Declining User Trust Falls with Share Price

Speaking of which, this is also a huge betrayal of its users trust under the presumptions that Yahoo knew about this attack as early as August, but failed to report it until recently. The acquisition transaction is amidst the regulatory approval stage – a very strange time if Yahoo did for some reason release this information intentionally. You would think that if Yahoo were hiding something, they would announce it once the transaction has been approved and completed. Or the total opposite in the case that they would want to release it before the approval process even began to ensure transparency for all parties.

Clearly users are not happy and considering a class action lawsuit has been filed against Yahoo with a participant pool of around 500,000 people.

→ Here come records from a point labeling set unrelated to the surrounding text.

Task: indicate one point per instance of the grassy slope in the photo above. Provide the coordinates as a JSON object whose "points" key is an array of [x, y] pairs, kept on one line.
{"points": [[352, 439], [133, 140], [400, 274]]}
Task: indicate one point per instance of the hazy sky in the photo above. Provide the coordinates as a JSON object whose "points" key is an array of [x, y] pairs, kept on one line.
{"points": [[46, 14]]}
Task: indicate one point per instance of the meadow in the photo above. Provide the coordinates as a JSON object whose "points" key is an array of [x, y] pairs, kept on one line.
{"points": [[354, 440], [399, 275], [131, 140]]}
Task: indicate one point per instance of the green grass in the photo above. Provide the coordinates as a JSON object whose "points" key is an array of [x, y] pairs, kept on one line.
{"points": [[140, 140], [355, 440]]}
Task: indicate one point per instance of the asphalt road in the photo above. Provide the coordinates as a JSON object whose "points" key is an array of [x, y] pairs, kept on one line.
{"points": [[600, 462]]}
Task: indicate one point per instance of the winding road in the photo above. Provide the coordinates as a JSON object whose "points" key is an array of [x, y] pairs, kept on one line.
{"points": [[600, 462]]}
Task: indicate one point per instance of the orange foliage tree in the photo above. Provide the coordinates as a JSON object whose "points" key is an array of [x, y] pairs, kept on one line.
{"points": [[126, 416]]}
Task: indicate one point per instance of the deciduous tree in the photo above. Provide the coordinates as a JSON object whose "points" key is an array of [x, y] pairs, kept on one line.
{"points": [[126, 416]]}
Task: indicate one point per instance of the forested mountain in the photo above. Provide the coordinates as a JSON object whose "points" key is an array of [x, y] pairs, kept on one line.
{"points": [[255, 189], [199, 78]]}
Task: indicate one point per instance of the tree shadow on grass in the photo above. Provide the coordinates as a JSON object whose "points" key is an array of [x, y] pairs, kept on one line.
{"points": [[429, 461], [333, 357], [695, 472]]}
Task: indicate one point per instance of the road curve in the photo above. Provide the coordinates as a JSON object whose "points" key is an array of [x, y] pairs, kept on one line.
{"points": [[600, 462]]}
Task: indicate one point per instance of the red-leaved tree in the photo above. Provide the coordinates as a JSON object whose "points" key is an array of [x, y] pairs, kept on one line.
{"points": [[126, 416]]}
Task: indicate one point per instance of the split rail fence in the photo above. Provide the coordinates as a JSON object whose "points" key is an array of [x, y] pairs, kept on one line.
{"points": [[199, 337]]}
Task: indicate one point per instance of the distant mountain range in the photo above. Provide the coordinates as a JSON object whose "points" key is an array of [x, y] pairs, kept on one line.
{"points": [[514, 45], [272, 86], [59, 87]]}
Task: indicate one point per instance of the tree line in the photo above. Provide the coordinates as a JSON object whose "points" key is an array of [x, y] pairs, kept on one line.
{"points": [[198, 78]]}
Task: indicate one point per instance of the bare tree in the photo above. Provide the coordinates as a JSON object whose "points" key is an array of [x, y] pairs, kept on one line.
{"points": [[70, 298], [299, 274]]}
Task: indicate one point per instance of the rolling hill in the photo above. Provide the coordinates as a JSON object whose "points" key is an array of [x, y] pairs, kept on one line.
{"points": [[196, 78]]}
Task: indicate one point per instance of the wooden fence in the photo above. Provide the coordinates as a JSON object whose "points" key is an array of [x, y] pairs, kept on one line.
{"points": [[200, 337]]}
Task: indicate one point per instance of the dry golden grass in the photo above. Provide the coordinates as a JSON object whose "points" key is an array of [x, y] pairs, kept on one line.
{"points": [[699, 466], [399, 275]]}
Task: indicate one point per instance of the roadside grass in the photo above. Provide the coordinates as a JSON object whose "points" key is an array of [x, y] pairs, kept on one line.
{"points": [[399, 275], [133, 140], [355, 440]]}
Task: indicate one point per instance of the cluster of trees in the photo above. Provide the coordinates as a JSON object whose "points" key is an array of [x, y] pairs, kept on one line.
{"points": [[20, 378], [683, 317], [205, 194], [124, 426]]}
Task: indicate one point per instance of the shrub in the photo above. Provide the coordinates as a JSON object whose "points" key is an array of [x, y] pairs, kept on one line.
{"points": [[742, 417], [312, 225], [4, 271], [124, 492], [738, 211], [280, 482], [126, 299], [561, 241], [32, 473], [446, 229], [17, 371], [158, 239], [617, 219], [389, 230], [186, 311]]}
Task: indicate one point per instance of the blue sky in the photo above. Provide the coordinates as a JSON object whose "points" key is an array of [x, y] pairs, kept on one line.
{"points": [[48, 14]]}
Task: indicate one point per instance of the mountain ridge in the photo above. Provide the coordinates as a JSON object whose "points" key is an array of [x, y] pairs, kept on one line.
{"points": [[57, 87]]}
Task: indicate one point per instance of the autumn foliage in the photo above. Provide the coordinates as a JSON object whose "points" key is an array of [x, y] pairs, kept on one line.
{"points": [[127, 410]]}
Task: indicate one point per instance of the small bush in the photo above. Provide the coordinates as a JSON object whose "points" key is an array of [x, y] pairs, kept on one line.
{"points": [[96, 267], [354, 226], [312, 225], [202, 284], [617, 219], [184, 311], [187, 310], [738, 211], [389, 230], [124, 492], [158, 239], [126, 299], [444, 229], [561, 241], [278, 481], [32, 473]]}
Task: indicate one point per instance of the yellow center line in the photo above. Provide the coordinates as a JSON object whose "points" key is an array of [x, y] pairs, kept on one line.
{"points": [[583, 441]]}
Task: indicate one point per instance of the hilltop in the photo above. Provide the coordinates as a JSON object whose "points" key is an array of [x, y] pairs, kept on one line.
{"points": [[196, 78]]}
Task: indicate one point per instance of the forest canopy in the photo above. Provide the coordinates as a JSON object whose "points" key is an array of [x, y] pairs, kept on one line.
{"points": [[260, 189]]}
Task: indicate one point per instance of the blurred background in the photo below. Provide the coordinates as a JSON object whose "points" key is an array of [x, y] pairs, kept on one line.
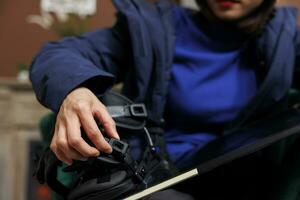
{"points": [[25, 27]]}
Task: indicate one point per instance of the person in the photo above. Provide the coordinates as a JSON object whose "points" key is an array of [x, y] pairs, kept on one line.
{"points": [[198, 72]]}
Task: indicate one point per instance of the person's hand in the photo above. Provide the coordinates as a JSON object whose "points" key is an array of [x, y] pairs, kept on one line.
{"points": [[79, 109]]}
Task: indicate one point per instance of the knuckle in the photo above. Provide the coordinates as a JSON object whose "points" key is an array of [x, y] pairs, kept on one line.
{"points": [[62, 144], [74, 142], [80, 106], [53, 147]]}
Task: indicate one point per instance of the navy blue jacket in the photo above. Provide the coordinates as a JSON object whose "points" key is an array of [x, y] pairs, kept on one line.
{"points": [[138, 51]]}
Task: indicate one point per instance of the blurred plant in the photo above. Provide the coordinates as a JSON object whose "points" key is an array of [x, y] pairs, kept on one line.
{"points": [[22, 72], [64, 17]]}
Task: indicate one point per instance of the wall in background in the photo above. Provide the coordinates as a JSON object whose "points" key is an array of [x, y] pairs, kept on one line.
{"points": [[19, 41]]}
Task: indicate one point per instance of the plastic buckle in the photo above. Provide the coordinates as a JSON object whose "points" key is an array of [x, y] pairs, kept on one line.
{"points": [[138, 110]]}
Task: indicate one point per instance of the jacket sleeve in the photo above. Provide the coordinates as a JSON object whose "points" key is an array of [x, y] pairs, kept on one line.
{"points": [[296, 80], [96, 59]]}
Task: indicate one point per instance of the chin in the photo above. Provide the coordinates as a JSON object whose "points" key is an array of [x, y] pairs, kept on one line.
{"points": [[228, 16]]}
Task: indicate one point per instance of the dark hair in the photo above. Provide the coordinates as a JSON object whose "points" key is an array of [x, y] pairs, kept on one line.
{"points": [[252, 24]]}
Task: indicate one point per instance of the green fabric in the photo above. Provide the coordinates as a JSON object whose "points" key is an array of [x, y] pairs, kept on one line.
{"points": [[47, 125], [284, 157]]}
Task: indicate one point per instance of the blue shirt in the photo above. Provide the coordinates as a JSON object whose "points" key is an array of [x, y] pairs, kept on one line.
{"points": [[210, 83]]}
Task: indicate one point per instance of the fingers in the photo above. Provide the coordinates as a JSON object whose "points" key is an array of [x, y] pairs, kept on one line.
{"points": [[78, 110], [106, 120], [90, 126], [77, 142]]}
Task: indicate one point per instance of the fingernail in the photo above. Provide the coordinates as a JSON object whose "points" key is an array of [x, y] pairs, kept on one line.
{"points": [[83, 159]]}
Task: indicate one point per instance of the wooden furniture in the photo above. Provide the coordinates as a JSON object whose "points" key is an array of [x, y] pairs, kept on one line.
{"points": [[19, 116]]}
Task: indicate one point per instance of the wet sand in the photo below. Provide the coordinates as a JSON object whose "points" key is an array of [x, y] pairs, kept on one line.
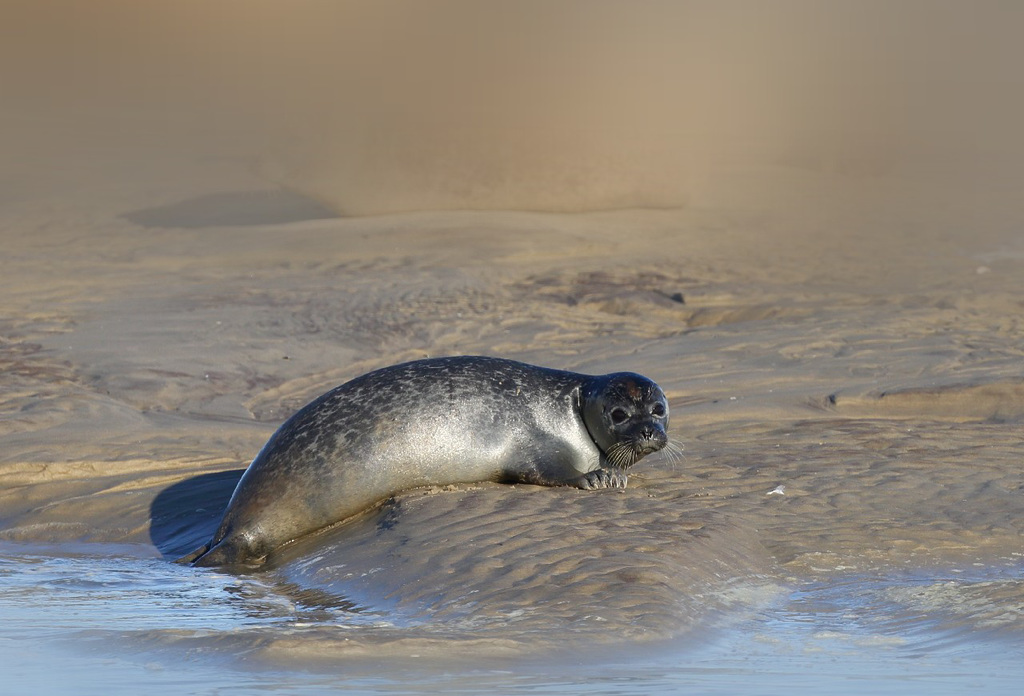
{"points": [[814, 249], [847, 403]]}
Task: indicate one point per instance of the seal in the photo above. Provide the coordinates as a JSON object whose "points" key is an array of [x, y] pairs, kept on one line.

It claims “gross negligence” regarding the fact that it took the company two years to discover that they had been breached. The lawsuit is based on the fact that on average it takes 191 days for a hack to be uncovered and another 58 days to take control of the situation. However, if you remember us speaking about the intentions of individual versus state-sponsored attacks, this could play a role in the timeline of events. Regardless, this will likely devalue the company in the eyes of Verizon.

Speculation: Acquisition Priority Over User Privacy?

The way this situation has played out leaves Yahoo looking a little shady. Whether the timing of this information being made public was coincidental or not remains a question. Either way, Mayer failed to disclose any possible breaches and investigations to Verizon which are now likely to have adverse effects on the future of the deal. We should also consider that Yahoo wouldn’t want to confirm or release information anything until it’s absolutely sure of a breach.

All in all, there are too many questions that still need answers. We know this is going to have a huge impact on both companies involved in this transaction. You’ll have to wonder that if the transaction does go through, will there be a lack of trust between Verizon and Yahoo management? For now we can only speculate and watch as the situation unfolds. So what do you think, will the acquisition still go through or not?

OCTOBER 2, 2016 – Yahoo Data Breach UPDATE

A former Yahoo staffer, familiar with the site’s security architecture is calling into question where and how Yahoo got the 500 million user number from. Given this ex-employee’s company knowledge and ongoing relationships with those within Yahoo as well as those on the investigating team, he strongly believes that the number could be a lot closer to between 1 – 3 billion users. In an article in Business Insider, this former Yahoo exec. In his conversation to Business Insider, he says:

“I believe it to be bigger than what’s being reported,” the executive, who no longer works for the company but claims to be in frequent contact with employees still there, including those investigating the breach, told Business Insider. “How they came up with 500 is a mystery.”

For now, all we can do is continue to sit tight. As and when news breaks, we’ll continue to keep you updated.